In the summing up, Les did a wonderful job of putting doubt into the audience’s mind. About ethics, confidentiality, understanding, interpretation and audience.

There were some very interesting questions from the floor and even some examples of where the use of social media had worked already. Namely when recruiting young mothers to a trial via MumsNet.

Finally a show of hands from the audience to see who was now FOR and AGAINST the motion. Les and I had won the debate – there was now no longer a lonely arm waving but a large number in agreement with our arguments.

I must admit to despite winning the argument feeling a little disappointed. I am in favour of the use of social media for dissemination of information. However what was highlighted in the arguments and questions was that perhaps we’re not quite there yet. Not everyone feels comfortable with social media. Not everyone uses it. We’re not yet au-fait with using social media effectively nor do we know the true impact of using it. Social media is still in its infancy and as such there is still a great deal to learn.

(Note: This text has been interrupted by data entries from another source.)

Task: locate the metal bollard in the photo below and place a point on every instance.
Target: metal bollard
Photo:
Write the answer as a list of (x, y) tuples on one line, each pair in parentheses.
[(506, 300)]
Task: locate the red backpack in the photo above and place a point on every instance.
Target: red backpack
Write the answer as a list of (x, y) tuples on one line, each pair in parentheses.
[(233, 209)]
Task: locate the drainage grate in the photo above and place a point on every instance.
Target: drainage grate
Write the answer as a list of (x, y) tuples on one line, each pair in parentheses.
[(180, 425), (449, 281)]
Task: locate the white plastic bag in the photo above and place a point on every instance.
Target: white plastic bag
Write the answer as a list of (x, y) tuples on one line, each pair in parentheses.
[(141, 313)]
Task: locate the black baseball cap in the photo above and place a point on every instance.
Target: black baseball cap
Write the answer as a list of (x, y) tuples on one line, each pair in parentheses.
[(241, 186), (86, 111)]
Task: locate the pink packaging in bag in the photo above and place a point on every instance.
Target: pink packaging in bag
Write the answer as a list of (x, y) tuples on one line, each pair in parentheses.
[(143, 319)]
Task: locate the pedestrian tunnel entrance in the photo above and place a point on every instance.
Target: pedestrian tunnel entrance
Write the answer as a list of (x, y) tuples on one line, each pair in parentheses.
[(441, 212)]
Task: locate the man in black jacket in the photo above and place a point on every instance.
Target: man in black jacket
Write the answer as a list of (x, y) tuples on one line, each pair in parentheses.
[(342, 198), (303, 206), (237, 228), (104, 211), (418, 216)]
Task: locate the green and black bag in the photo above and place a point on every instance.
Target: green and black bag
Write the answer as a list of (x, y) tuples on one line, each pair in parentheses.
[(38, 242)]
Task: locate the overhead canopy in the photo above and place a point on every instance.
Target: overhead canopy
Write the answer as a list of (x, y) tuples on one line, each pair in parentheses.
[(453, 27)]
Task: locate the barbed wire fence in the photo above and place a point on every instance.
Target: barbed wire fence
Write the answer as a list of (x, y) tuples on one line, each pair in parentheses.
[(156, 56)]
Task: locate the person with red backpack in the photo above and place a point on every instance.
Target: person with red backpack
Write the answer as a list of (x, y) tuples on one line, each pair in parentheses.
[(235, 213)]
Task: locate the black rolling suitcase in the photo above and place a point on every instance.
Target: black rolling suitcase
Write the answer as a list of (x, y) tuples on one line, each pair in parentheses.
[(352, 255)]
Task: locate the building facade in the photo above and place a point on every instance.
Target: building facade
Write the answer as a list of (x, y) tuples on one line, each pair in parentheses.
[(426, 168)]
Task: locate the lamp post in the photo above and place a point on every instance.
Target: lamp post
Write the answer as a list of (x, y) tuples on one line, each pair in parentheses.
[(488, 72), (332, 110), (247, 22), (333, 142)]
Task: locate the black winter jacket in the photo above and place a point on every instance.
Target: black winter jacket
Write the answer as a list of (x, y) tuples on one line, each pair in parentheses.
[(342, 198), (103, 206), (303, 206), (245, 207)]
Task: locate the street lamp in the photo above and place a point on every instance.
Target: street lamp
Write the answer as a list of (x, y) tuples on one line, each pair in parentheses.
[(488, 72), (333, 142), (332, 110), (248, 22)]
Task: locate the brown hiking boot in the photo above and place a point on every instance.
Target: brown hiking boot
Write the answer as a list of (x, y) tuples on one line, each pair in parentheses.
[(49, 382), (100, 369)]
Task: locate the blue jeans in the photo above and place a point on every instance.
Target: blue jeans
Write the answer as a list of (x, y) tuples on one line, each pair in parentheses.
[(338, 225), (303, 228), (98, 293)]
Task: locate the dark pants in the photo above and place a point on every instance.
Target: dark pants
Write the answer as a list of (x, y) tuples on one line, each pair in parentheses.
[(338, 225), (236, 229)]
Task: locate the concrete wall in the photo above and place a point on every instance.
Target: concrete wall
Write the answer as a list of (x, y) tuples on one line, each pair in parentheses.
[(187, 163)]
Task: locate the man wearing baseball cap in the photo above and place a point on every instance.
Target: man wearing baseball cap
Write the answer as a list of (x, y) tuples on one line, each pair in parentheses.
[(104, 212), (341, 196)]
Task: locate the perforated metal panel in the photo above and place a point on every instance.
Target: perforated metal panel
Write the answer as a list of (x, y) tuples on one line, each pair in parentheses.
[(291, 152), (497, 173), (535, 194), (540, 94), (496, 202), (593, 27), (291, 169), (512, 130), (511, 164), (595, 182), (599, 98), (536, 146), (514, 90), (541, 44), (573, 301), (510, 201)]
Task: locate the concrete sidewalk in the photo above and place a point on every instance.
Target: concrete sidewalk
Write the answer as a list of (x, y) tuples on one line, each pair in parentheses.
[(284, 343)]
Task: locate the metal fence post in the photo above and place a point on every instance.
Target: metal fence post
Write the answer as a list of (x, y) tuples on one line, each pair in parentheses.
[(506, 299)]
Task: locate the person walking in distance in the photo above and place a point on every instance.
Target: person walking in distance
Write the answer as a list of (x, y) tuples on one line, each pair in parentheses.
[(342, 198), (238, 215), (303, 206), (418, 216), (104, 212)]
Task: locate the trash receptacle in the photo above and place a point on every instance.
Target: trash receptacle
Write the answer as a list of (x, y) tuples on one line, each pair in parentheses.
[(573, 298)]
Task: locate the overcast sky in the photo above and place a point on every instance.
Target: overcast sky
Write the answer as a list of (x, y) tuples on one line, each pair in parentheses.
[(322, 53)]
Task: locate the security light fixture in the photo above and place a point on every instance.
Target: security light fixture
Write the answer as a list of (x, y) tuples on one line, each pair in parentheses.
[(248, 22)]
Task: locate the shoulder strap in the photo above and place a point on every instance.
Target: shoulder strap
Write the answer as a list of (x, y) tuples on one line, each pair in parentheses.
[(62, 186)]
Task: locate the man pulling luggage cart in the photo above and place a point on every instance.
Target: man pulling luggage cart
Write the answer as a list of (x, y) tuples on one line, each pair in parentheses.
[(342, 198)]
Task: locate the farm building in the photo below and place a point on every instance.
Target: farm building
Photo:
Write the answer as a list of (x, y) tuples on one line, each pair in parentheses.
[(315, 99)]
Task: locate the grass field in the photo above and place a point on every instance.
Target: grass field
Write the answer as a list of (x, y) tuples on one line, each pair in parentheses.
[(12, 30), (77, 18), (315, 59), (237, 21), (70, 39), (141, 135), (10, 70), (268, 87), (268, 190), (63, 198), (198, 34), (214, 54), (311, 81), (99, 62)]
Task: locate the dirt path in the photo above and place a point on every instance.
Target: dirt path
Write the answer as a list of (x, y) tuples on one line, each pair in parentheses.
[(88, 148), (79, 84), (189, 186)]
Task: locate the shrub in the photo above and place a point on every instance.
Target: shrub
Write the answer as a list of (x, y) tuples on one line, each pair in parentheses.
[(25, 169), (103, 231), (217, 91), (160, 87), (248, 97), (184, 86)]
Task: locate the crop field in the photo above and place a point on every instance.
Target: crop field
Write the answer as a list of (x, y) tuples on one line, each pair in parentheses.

It should be something that is used for some aspects now. It is somewhere that we can learn more and engage and encourage people to become active in research. It is somewhere that can clinical research trials can be advertised or links to recruitment programmes be discussed.

I think the debate was wonderful as it clearly made the audience think more closely about their use of social media. It will hopefully mean that it can be used as ‘part of’ a recruitment project but with consideration for confidentiality, ethics and understanding.

The afternoon sessions at the conference were fascinating. It was wonderful to hear from various people about their passion for research, inclusion, consideration of patient side effects and quality of life but mostly about the willingness to share with others their experiences (good and bad). I know that all those attending this conference will have left with a new understanding of some aspects of research and I’m quite sure many will have been implementing changes or looking at the way they’re currently operating to improve the research landscape.

I’m passionate about research.

It should be part of everyday conversation.

Sadly most of us only think about research when we or a loved one is ill.

Research is also conducted on people who are well with the use of surveys, spit or blood samples.

Research doesn’t have to be invasive or require the taking of medication.

YOUR involvement in research could make a difference in the future.